The left’s inability to understand where the Kochs were coming from puzzled Charles and David. Wasn’t it obvious that small government and free markets resulted in a better world? “Why don’t we teach in schools things that make society more prosperous, and more peaceful, and people will respect each other more? It’s a strange thing, isn’t it?” said Charles. “It’s unbelievable how they distort what your message is!” said David. The Kochs thought their aim was to increase the standard of living for everyone. The way to do this, they believed, was by applying to society the same methods that had grown their company.

To Charles, the call for bigger government was egalitarianism run amok. Liberals, he thought, fetishized equality of condition at the expense of personal liberty. “They cannot stand that some people are better off than others,” Charles said. “I think part of it fits Mencken’s definition of a Puritan: someone that’s miserable because he knows that someone, somewhere, is enjoying himself. He cannot stand that. And I think they all slept through Economics 101.”
I am, of course, amused that the Kochs complain of having their motivations attacked--then two paragraphs later do the same to their opponents. It's only human, of course. The problem is that they're wrong. Granted, liberals desire a more egalitarian society than the Kochs do, but for the most part it's a matter of degree: there are precious few real socialists influencing the discourse these days (the banks would've been nationalized in 2008 otherwise) but President Obama has largely surrounded himself with free-market liberals. We're pretty much all capitalists now.

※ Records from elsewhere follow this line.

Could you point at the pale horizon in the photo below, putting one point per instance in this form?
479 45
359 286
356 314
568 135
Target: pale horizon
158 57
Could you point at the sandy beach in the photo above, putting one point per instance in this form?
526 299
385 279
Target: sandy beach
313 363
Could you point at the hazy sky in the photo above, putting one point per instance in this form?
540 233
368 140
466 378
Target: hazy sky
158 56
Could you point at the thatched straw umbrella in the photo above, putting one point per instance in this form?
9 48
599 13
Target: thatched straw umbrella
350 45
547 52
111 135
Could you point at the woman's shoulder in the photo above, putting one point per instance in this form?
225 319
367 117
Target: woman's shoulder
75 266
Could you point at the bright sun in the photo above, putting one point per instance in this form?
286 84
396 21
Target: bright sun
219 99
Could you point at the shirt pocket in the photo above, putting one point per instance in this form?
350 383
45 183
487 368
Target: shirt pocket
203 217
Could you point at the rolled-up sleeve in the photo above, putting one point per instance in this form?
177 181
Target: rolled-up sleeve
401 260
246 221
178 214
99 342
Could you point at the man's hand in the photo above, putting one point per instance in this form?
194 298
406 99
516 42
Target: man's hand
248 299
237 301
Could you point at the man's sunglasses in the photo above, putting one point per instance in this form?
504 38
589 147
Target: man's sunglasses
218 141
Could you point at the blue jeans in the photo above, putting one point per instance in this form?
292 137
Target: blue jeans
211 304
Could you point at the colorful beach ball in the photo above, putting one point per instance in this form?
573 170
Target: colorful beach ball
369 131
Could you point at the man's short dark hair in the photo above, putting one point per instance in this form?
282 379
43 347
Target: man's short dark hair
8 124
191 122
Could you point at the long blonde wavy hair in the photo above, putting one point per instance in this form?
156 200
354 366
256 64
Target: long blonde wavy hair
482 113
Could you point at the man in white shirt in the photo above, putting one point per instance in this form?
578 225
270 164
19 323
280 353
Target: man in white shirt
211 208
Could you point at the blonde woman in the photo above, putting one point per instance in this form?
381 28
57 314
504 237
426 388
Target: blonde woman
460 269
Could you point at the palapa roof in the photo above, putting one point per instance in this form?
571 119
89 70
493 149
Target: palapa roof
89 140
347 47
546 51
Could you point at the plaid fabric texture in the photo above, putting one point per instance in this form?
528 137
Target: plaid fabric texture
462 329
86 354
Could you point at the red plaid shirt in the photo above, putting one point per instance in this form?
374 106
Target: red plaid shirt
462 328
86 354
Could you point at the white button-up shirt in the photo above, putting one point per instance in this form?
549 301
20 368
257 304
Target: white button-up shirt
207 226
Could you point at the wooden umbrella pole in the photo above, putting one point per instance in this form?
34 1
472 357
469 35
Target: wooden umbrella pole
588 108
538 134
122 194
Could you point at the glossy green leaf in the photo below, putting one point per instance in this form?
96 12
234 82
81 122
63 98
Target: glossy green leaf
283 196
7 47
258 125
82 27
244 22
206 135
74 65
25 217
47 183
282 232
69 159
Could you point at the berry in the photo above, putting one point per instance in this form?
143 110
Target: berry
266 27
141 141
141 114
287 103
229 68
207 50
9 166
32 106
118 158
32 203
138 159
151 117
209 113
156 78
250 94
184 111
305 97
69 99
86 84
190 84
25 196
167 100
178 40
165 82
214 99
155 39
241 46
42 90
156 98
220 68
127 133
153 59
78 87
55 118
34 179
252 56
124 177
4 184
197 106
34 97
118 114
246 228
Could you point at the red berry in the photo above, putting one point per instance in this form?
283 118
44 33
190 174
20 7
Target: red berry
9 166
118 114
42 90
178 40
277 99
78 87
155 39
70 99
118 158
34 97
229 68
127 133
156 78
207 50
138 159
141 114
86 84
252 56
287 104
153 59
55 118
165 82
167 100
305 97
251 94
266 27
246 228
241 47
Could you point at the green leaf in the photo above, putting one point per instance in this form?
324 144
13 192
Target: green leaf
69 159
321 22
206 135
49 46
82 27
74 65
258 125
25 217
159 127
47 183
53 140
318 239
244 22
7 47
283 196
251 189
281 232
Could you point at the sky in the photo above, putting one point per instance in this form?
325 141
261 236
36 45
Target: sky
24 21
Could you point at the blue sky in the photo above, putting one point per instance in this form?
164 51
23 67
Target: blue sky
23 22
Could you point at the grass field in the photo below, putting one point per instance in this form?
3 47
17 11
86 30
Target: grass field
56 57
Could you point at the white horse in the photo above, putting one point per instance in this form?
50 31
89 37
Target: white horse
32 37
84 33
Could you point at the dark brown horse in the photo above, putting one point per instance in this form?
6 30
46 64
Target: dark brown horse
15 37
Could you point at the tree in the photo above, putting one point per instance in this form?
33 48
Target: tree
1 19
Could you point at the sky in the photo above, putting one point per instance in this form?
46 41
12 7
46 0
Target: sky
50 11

But, you know, some of us believe in a safety net. Not to pull down the people at the top, but to prevent the people at the bottom from slipping through the cracks, and perhaps even to help the people in the middle from slipping to the bottom. That can be done in conjunction with capitalism, if capitalism isn't pursued as a form of social Darwinism. And it will be easier to do so if folks like the Kochs recognize their advantages, instead of believing themselves to be self-made men.


Lou Covey said…
Best and most objective view of the Koch brothers I've read. Well done, from my conservative opinion.